God never called us to success. I had been sucked into this idea that success was making money, making a name for yourself, getting degrees, having some type of respect from other people in one's field. That is human success and that is not what God calls us to. Talk about bursting one's bubble. Fame and fortune aren't God's purpose for us.

It took years and years of sobbing in hot showers, despairing in my prayers, seeing myself as an utter failure for this spiritual awakening to sink in because it is so counterintuitive. Look at all the good Billy Graham could do with money and fame? Look at Joel Osteen! I had grown up hearing all about the philanthropic deeds of my grandfather--he gave millions upon millions to charities. It certainly seems like worldly fame and fortune are from God in these instances!

Then, I would read the Book of Job and it would remind me time and time again that the good guys are the devil's target and in this world the bad guy does seem to win.

Yet the Bible and what I saw daily clashed. Hollywood makes us feel as if we are not the good guys if we don't "win" in the end. We did something wrong, God didn't bless us, if we don't achieve a certain degree of worldly success. And many a man and woman have gone to their deaths despairing that their lives were in vain because they could not see any success.

And that is absolutely a lie from the deepest pits of hell. Worldly success is not God's success. Repeat that saying over and over in your head if you have experienced any of the great disappointments I have.

What God calls us to is not worldly success for there are limited spots for human fame and fortune and very few achieve it or should achieve it. God calls us to holiness and in the eternal spiritual economy, each and every one of us can be a saint. Spiritual success is absolutely doable for every single person who asks it of God. Ask and you will receive. That is a promise for every soul.

Fling away this empty promise of pursuing your worldly dreams. Pray that God will drain your mind and soul of this pernicious and poisonous idea that Christians are supposed to be "successful" with money, fame or position. We are not called to a life given over to impressing others, we are to live to impress God and we can do that with obedience to Him.

I make you a promise, a vow, that if you empty your heart of this demonic, narcissistic hope that if you try hard enough, you will gain the American dream of financial success. Rather, focus your life on being a holy saint, if you dedicate your life to God and put His kingdom first, you will experience a joy that will surprise you. All of a sudden, what you thought was success will grow so distant and insignificant in the light of His glorious grace.

Each time you kneel before a mighty and loving God, your life rises above this earth and you enter into timelessness. Each time you sacrifice your wants and desires for God's will and pour out yourself as an offering for others, you experience a realm far, far above the temporal pleasures that worldly success brings. God's success has  heaven's attention. For remember, your life is on stage and eternity is watching.

The love you give that goes unnoticed by humans, is cheered by the billions watching unseen. The glory each human heart desires is God's glory. The crown given by Hollywood, the New York Times, the American Idol, the World Cup, the World Series, Business Week and the rest is a crown that will bring you no lasting happiness. These crowns turn to ashes for someone will take them away in the next moment or months or year.
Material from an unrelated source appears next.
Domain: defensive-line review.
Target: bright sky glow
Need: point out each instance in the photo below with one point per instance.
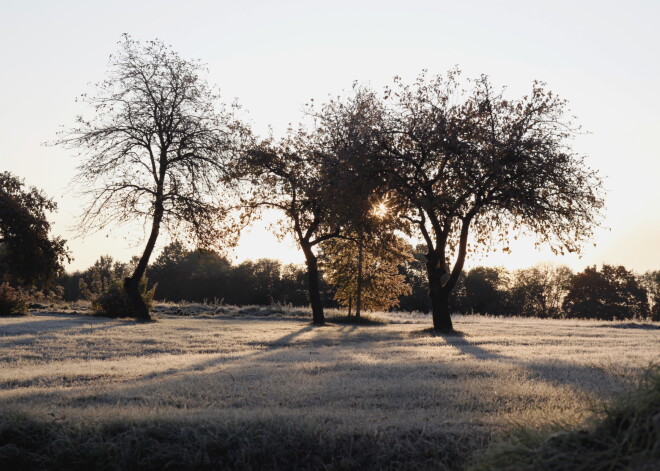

Strive for an eternal crown that will bring you into eternal glory, a success that can never be taken away and one that never carries with it envy, or dissatisfaction or that perpetual demands you be smart or strong to keep others from knocking you off the top.

My grandfather lost all his money (millions upon millions). The end of his story was, by human reckoning, very bitter and many would call his life a failure. That's the way of human success. Don't try it... it's not worth it. Rather joyfully fail for Christ.

Failing for Christ often means living for Christ where your good deeds are not seen by men. However, they are seen.